CUMBERLAND — Vance Ishler is back. At least, he’s supposed to be first thing this morning.

Allegany County Commissioner Jim Stakem said Thursday the county administrator had received his doctor’s clearance to return to work. Unspecified medical issues have kept Ishler, 45, of Frostburg off duty since April 2. The current absence came after a two-week leave in February.

Ishler at one point was covered under the Family and Medical Leave Act of 1993, which provides workers up to 12 weeks of unpaid leave for specific family and medical reasons. County officials said Ishler would have exhausted his accrued personal and sick leave at the end of this month.

Stakem said Ishler has been in touch with the commissioners and county staff, including County Attorney Bill Rudd and Brian Westfall, director of human resources, and has indicated he is eager to return to work.

He’s “been bitin’ at the bit to get back,” Stakem said after the commissioners’ public meeting.

And there will be a host of issues that have cropped up since he was last in his office nearly five months ago. The top priority will be helping the commissioners move forward with the expansion of the county Bureau of Police.

Ishler also will help seal the deal in the sale of the Allegany County Nursing Home and Rehabilitation Center. The commissioners announced Feb. 7 they were interested in selling the nursing home. Ishler was present during that announcement.

He has missed the paring down of the list of candidates from 13 businesses to three.

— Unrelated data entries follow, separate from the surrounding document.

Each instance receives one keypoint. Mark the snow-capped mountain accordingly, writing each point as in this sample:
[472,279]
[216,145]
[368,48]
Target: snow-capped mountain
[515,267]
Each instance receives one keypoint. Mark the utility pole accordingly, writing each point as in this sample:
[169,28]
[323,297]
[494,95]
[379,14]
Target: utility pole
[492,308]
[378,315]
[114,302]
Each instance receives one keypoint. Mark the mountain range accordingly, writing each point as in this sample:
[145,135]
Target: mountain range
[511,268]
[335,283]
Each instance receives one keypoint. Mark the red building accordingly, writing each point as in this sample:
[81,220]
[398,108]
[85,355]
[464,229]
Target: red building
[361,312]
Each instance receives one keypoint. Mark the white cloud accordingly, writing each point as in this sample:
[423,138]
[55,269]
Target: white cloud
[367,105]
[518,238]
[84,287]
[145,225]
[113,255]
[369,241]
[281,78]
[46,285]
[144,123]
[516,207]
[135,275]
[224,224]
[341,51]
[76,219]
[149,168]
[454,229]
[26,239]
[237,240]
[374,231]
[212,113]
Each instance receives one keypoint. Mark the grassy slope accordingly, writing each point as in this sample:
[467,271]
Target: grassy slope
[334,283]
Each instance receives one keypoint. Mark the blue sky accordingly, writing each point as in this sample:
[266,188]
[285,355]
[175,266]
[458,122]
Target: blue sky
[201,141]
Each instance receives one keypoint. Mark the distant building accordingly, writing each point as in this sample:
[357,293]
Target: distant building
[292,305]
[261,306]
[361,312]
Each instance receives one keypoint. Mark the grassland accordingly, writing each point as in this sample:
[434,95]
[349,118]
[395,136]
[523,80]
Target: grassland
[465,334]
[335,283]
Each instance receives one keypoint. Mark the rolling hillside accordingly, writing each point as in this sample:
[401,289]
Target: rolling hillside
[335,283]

Stakem said he expected Ishler to play a role in the upcoming negotiations with Jim Bestpitch and American Federation of State, County and Municipal Employees Local 1521, the union that represents the facility’s workers. Those talks could begin as early as next week and will focus on ensuring the workers’ benefits accrued stay intact if the nursing home is sold.

The issue puts on the back burner, for now, any concerns the commissioners or top county staff had about Ishler’s return and its impact on the county budget. The Times-News obtained a copy of Ishler’s contract through a Public Information Act request. According to the contract, should Ishler retire after working 10 years for the county, “the county shall provide health insurance coverage to (Ishler), his spouse and dependent children, if (Ishler) has no other health care coverage available to him and said dependents.”

Ishler is set to reach the 10-year mark in April 2009. County officials said earlier this month they were aware of that particular clause in Ishler’s contract.

Commissioner Bob Hutcheson said acting County Administrator David Eberly has done an “excellent and outstanding job” while standing in for Ishler.

Commissioner Dale Lewis called Eberly’s effort “tremendous.”

Stakem said it appeared as if Eberly, who will return to his role as director of community services, had gotten his feet wet during his term as the top appointed county official. Eberly disagreed about the depth of the water.

“I learned how to swim,” Eberly quipped.